Cell atlas of trabecular meshwork in glaucomatous non-human primates and DEGs related to tissue contraction based on single-cell transcriptomics

Dysfunction of TM, which is the main channel of aqueous humor outflow, can lead to elevated intraocular pressure (IOP) and result in primary open-angle glaucoma (POAG), but the molecular mechanism is still unclear. In this research, single-cell RNA sequencing (scRNAseq) analysis of TM were performed in spontaneous POAG and healthy macaques to compare cellular heterogeneity, thus exploring differentially expressed genes (DEGs) and pathways associated with dysfunction of TM contraction. Here, we show a comprehensive cell atlas of TM upon clustering analysis based on single-cell transcriptomics, which 14 distinct cell types were identified and some of them were associated with tissue contraction. The proportions of each cell types between spontaneous POAG and healthy macaques were different. Multiple genes associated with TM contraction were identified in Beam A, Beam B, Beam C and SMC cell types, with TPM1 and its associated ACTC1 and TNNT1 being first found. TPM1, ACTC 1 and TNNT1 were considered to be important protein in the regulation of tissue contraction, and the expressions of them were confirmed to be located in the sieve-like region of TM, which expressions in POAG models were lower than that in normal models. Altered levels of TPM1 expression have significant impact on TNNT1 and ACTC1 expression downstream of it. In addition, the microstructural alterations in TM of POAG non-human primate were observed, which was compact and collapsed. Thus, our study indicated that TPM1 may be a key target for regulating TM structure, contraction function and resistance of aqueous humor outflow. Overall design: To explore the cell types and related genes and pathways involved in the relaxation and contraction of the sieve pore of TM in POAG, we screened spontaneous POAG monkey models. We analyzed the scRNAseq results and the healthy controls in our study. Having carefully compared the two groups in cell types, cell proportion, and differentially expressed genes, we unveiled the principal pathways regulating the aqueous outflow in the TM tissue.

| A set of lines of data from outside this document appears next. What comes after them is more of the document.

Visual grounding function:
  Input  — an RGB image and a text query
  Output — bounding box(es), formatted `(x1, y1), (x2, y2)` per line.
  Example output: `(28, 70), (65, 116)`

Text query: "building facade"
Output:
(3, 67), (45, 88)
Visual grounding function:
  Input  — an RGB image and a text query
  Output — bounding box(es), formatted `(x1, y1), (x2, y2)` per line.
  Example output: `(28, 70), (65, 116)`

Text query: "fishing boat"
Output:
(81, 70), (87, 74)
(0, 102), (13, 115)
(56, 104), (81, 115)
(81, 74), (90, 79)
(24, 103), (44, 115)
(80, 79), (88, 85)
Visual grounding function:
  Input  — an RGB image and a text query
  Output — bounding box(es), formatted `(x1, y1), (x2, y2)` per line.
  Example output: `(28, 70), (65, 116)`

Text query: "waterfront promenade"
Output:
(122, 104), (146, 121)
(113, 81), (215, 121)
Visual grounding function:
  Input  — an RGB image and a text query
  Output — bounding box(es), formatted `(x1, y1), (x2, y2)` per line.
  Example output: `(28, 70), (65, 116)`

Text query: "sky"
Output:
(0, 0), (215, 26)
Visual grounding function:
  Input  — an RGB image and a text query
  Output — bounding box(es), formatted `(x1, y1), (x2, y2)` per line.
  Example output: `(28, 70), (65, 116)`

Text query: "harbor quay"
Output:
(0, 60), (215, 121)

小梁网（TM）是房水流出的主要通路，其功能异常可导致眼压（intraocular pressure, IOP）升高，进而引发原发性开角型青光眼（primary open-angle glaucoma, POAG），但其具体分子机制目前仍未阐明。 本研究对自发性POAG猕猴与健康猕猴的小梁网组织开展单细胞RNA测序（single-cell RNA sequencing, scRNAseq）分析，以比较二者的细胞异质性，进而探索与小梁网收缩功能异常相关的差异表达基因（differentially expressed genes, DEGs）及信号通路。 本研究基于单细胞转录组学进行聚类分析，构建了小梁网的完整细胞图谱，共鉴定出14种不同的细胞类型，其中部分细胞类型与组织收缩功能相关。自发性POAG猕猴与健康猕猴的各细胞类型占比存在显著差异。 研究人员在Beam A、Beam B、Beam C及平滑肌细胞（smooth muscle cell, SMC）类型中鉴定出多个与小梁网收缩相关的基因，其中TPM1及其关联基因ACTC1、TNNT1为首次发现。TPM1、ACTC1及TNNT1被认为是调控组织收缩的关键蛋白，经证实它们的表达定位于小梁网的筛状区域，且在POAG模型中的表达水平显著低于正常模型。TPM1表达水平的改变会对其下游的TNNT1和ACTC1的表达产生显著影响。 此外，研究观察到POAG非人灵长类动物小梁网的微观结构发生改变，表现为组织致密且塌陷。综上，本研究表明TPM1可能是调控小梁网结构、收缩功能及房水流出阻力的关键靶点。 研究设计：为探索POAG模型中小梁网筛孔舒张与收缩相关的细胞类型、关联基因及信号通路，本研究筛选了自发性POAG猕猴模型。本研究对scRNAseq数据及健康对照样本进行了分析，通过细致比较两组在细胞类型、细胞占比及DEGs方面的差异，揭示了调控小梁网组织房水流出的核心信号通路。